In case the incident has occurred after all and cannot be closed by disabling an individual detection method, then urgent actions are taken to rectify the situation and allow the problem to be solved quickly and effectively. In this case, we may roll back the databases to a stable release that does not require any additional testing. To be honest, we have not resorted to this method in practice, as there has been no occasion for that thus far. In fact, we’ve only ever used it during our training exercises.
Speaking of training exercises…
Prevention is better than a cure
Not everything can be foreseen, and even if every eventuality were provided for, it would be good to know how certain measures would work in practice. Waiting for a real incident to happen isn’t necessary, as there is always the option of modeling.
Periodically, we conduct internal training exercises to confirm the “combat readiness” of our staff and the effectiveness of our methods for preventing false positives.
The training exercises are focused on full-blown imitation of diverse emergency scenarios in order to see if all of the systems and experts act according to plan. Several divisions of technical and service departments are simultaneously involved in the training exercises. These exercises are scheduled for a weekends and are based on a scrupulously thought-out scenario.
After training, we analyze each division for its performance, improve the documentation and implement changes for the involved systems and processes.
Sometimes during the training process, we discover new risks that had previously gone unnoticed. A more systematic discovery of those risks is achieved through brainstorming potential problems in the areas of technologies, processes and products. After all, technologies, processes, and products are constantly being developed, and any change brings about new risks.
Finally, we work systematically on eradicating root causes for all of the incidents, risks, and problems that were uncovered during our training exercises.

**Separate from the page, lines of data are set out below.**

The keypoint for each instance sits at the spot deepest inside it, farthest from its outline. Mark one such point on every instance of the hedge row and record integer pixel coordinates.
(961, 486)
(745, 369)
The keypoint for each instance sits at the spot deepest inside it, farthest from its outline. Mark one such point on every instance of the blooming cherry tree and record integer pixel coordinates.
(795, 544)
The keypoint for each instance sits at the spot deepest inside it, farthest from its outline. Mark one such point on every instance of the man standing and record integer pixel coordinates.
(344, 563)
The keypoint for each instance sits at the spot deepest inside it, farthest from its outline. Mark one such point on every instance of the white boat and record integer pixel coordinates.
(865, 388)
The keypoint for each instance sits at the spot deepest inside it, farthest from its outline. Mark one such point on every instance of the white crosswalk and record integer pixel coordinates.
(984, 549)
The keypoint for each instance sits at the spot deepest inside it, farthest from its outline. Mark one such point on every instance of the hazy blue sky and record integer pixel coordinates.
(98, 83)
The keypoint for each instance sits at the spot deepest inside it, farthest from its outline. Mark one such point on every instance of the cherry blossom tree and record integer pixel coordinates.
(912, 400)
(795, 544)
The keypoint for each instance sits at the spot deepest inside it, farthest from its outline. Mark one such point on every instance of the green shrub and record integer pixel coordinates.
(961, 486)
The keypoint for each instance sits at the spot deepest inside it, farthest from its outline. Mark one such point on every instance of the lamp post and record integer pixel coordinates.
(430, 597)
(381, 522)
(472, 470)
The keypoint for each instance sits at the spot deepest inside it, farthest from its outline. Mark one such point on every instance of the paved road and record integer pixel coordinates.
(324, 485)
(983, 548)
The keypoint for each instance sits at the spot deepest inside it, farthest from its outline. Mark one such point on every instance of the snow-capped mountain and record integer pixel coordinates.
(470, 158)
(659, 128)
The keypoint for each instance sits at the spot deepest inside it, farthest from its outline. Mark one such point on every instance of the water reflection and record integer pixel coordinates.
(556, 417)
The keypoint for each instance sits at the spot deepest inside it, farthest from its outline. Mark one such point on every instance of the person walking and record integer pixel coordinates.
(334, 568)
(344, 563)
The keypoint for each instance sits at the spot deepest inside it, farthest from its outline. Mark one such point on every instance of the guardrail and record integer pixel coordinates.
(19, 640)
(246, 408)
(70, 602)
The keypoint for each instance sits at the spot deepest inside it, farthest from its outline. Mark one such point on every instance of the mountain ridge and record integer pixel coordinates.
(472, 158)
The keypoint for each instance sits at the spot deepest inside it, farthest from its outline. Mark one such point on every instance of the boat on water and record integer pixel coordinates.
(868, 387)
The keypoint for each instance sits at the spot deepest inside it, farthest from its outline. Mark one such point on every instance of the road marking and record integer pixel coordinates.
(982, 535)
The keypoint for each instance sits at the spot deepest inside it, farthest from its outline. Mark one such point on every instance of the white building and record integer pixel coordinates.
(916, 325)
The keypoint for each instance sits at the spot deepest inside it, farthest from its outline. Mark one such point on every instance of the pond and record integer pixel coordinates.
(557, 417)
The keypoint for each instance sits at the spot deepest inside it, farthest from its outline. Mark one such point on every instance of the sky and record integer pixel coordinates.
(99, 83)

It goes without saying that all of the systems that are responsible for quality control are duplicated and are maintained day and night by the team of experts on duty. A fault in any one system will lead to transitioning over to a duplicate system while the fault itself is immediately addressed.
False positives cannot be avoided completely, but it is possible to lower their rate considerably to minimize their aftermath. This does require substantial investments, technological maturity, and resources from developers of cybersecurity solutions. Yet, these efforts provide a smooth experience for our users and corporate clients. These efforts are imperative and are within the scope of duties of each reliable developer.
Reliability is our creed. Instead of relying on one protection technology, we employ a multi-tier security approach. Protection against false positives is arranged in the same way – it is multi-tiered and duplicated multiple times. There is no other way since we are talking about the high-quality protection of our customers’ infrastructure.
At the same time, we succeed in finding and maintaining the optimal balance between the highest level of protection against cyberthreats and the the lowest level of false positives. This is confirmed by the results of independent tests in 2016: AV-Test.org, a German test laboratory, gave Kaspersky Endpoint Security eight awards at the same time, including Best Protection 2016 and Best Usability 2016.
In conclusion, I would like to note that high quality is not a result that ought to be achieved only once. This is a process that requires constant supervision and improvement, especially where the price of a possible mistake means the disruption of a customer’s business processes.